Oracle® Enterprise Data Quality

Customer Data Services Pack Release Notes

Release 11g R1 (11.1.1.9)

E56081-01

April 2015

This document contains the release information for Oracle Enterprise Data Quality (EDQ) Customer Services Data Pack Release 11g R1 (11.1.1.9).

Oracle recommends you review its contents before installing, or working with the EDQ-CDS product.

1 New Features and Improvements

The following sections describe the new features introduced in each release, as well as, improvements:

Section 1.1, "Release 11g R1 (11.1.1.9.0)"
Section 1.2, "Release 11g R1 (11.1.1.7.4)"
Section 1.3, "Release 11g R1 (11.1.1.7.3)"

1.1 Release 11g R1 (11.1.1.9.0)

This section addresses Release 11g R1 (11.1.1.9.0).

1.1.1 Search Mode Available in EDQ Address Cleaning Service

The CDS Address Clean service now supports Search mode.

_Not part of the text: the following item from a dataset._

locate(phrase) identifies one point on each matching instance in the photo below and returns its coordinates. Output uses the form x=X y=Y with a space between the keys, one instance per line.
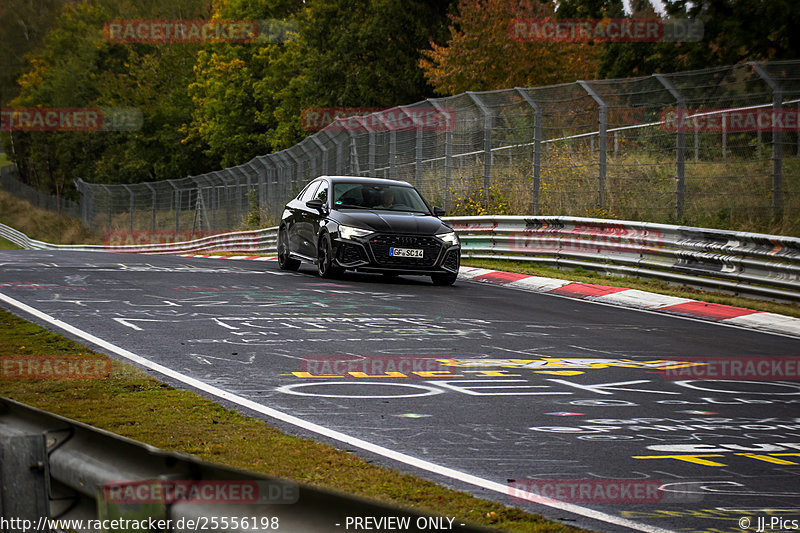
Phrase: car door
x=318 y=217
x=297 y=213
x=305 y=218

If the input parameter mode is set to S, the AddressClean service will search for address matches for each input address, and may return multiple results.

When using Search mode, the service will attempt to find the closest real address (in the installed Loqate data) for a partially input address. Search mode only supports searching for whole addresses. It is not suitable to return a subset of attributes based on partial input – for example it does not support the return of a list of postal codes (only) for a partial postal code input. [17518774]

See Address Search in Oracle Enterprise Data Quality Customer Data Services Pack Installation Guide for more information.

1.1.2 Enable Name-Only Matching Rules

To allow matches on sparse data, you may want to match individuals using name information only. Name-only match rules are now enabled by default in the CDS matching process. [18300496]

See Name-Only Matching in Oracle Enterprise Data Quality Customer Data Services Pack Installation Guide for more information.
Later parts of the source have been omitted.